Heraus kam: ich war voll fit. Super fit. Und absolut kerngesund. Zum Glück. Als mir mein Arzt dieses Ergebnis offenbarte, wurde er meiner Überraschung gewahr. Ich schilderte ihm mein Dilemma. Und dann erkannte ich, wenn auch unter großen seelischen Schmerzen, dass er ein weiser Mann sein muss.
Denn er sagte zu mir folgende Worte:
„Das ist das Alter. Das nennt man: die Leistungsfähigkeit nimmt ab. Obwohl Sie für Ihr Alter wirklich sehr fit sind.“ Au!!!!!!
Ich war empört und beleidigt. Allerdings muss ich gestehen, dass ich damals (das war vor zwei Jahren) schon tief in mir drin gespürt habe, dass er Recht hatte. Ich wollte es nur nicht sehen. Und somit bin ich wieder bei der Blindheit angelangt.
Jetzt bin ich endlich bereit, es anzunehmen. Älter werden, heißt nicht, dass ich mich in eine senile Greisin verwandle. Zumindest nicht gleich zu Beginn. Und mit Glück auch später nicht. Aber es heißt, sich mit schwindenden Kräften zu arrangieren. Und entweder die Ansprüche herunter zu schrauben (wozu ich in keinster Weise bereit bin) oder Hilfstruppen zu mobilisieren, die mir einen Teil der Arbeit abnehmen.
Ich habe mich für die Hilfstruppen entschieden, was bedeutet, meinen Garten einem Gärtner und seinem Team anzuvertrauen. Er gärtnert auch wild und biologisch und ich freue mich über diese Partnerschaft.
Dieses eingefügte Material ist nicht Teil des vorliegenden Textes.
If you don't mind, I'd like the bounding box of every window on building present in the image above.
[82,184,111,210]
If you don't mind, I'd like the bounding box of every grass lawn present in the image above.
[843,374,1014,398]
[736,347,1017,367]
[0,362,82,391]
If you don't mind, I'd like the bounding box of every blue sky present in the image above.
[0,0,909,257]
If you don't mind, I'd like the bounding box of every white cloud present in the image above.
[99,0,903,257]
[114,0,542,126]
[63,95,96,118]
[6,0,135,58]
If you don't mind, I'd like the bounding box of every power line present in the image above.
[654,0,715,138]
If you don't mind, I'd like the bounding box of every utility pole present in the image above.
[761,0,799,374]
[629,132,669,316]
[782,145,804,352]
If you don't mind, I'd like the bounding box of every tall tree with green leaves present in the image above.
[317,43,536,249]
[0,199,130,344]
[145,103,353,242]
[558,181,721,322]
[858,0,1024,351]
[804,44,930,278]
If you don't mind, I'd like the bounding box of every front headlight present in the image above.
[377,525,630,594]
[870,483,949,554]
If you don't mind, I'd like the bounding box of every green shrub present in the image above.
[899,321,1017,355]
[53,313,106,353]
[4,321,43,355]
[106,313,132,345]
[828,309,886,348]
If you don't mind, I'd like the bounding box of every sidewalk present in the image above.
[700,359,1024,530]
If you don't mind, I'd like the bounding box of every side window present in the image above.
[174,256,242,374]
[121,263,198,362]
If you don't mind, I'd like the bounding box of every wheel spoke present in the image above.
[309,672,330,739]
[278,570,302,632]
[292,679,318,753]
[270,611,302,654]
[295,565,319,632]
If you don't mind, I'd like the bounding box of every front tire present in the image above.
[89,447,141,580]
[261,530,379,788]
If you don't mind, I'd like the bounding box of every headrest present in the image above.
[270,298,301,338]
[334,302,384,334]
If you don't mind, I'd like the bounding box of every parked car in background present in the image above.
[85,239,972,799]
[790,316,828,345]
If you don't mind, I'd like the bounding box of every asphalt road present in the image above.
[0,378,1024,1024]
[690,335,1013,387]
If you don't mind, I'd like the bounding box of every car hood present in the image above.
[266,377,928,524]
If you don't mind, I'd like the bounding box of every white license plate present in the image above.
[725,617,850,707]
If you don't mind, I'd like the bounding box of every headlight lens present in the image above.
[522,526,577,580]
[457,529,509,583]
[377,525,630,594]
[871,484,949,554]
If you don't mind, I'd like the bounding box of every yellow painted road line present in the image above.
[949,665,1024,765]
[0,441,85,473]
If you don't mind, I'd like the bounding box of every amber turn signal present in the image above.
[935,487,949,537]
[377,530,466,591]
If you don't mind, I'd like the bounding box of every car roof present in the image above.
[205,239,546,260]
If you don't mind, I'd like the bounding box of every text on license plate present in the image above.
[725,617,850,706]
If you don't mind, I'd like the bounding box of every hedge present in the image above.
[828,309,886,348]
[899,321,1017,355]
Heute haben sie begonnen, die Versäumnisse der letzten beiden Jahre aufzuräumen. Mit viel Liebe und Herzblut. Ich finde es sehr schön, dass einzelne, winzige Pflänzchen, welche mir am Herzen liegen, sorgsam freigelegt (und nicht umgelegt) werden. Und dass die Männer außerordentlich achtsam mit den Pflanzen umgehen.
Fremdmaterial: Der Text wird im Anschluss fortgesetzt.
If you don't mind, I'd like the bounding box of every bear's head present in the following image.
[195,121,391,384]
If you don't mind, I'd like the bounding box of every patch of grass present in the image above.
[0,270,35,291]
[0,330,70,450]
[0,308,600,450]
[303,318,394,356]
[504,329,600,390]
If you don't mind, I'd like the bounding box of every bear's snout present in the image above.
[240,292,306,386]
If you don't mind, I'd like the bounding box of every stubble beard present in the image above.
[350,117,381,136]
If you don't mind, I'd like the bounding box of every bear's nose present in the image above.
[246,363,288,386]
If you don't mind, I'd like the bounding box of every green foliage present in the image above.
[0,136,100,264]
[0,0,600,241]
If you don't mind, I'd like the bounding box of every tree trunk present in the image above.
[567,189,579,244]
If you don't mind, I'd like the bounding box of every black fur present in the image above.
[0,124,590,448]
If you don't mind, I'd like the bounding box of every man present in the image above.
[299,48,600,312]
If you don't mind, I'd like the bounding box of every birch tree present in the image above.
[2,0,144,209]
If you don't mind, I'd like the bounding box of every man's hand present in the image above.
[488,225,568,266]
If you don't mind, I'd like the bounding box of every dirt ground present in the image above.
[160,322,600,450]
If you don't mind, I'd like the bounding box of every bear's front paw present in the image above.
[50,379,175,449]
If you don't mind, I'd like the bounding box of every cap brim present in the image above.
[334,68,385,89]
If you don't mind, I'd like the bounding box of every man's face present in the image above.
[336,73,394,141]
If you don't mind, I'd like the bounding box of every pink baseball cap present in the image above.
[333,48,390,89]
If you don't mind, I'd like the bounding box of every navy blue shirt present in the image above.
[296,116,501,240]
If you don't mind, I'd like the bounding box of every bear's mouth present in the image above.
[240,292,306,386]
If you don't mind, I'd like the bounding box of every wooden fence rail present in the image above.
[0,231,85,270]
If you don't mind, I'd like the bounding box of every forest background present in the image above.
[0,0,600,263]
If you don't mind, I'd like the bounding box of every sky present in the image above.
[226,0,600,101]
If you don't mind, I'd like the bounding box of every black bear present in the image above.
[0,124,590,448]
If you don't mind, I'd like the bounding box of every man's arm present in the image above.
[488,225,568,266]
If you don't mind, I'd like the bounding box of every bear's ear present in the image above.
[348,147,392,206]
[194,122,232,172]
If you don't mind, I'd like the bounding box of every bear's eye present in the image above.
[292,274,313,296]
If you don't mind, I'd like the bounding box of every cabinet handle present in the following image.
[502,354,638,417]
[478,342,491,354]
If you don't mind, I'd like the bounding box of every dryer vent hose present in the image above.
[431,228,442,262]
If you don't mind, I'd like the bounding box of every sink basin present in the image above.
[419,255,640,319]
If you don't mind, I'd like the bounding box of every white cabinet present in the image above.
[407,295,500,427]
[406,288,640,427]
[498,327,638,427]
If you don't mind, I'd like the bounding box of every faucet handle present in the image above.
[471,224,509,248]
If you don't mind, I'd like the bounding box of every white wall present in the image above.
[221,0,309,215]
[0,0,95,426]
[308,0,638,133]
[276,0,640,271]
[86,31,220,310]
Morgen fotografiere ich den Garten. Diese Vergabe wird ein Prozess, der spannend und erfreulich zu werden verspricht.
Zu altern bedeutet für mich mittlerweile, gelassener zu sein, Kontrolle abgeben zu können und entspannter zu leben. Und zugeben zu können, dass ich nicht alles alleine schaffen kann. Aber es auch nicht muss.
Das ist wirklich befreiend.
Und falls es jemand interessieren sollte, ich bin 58 Jahre alt.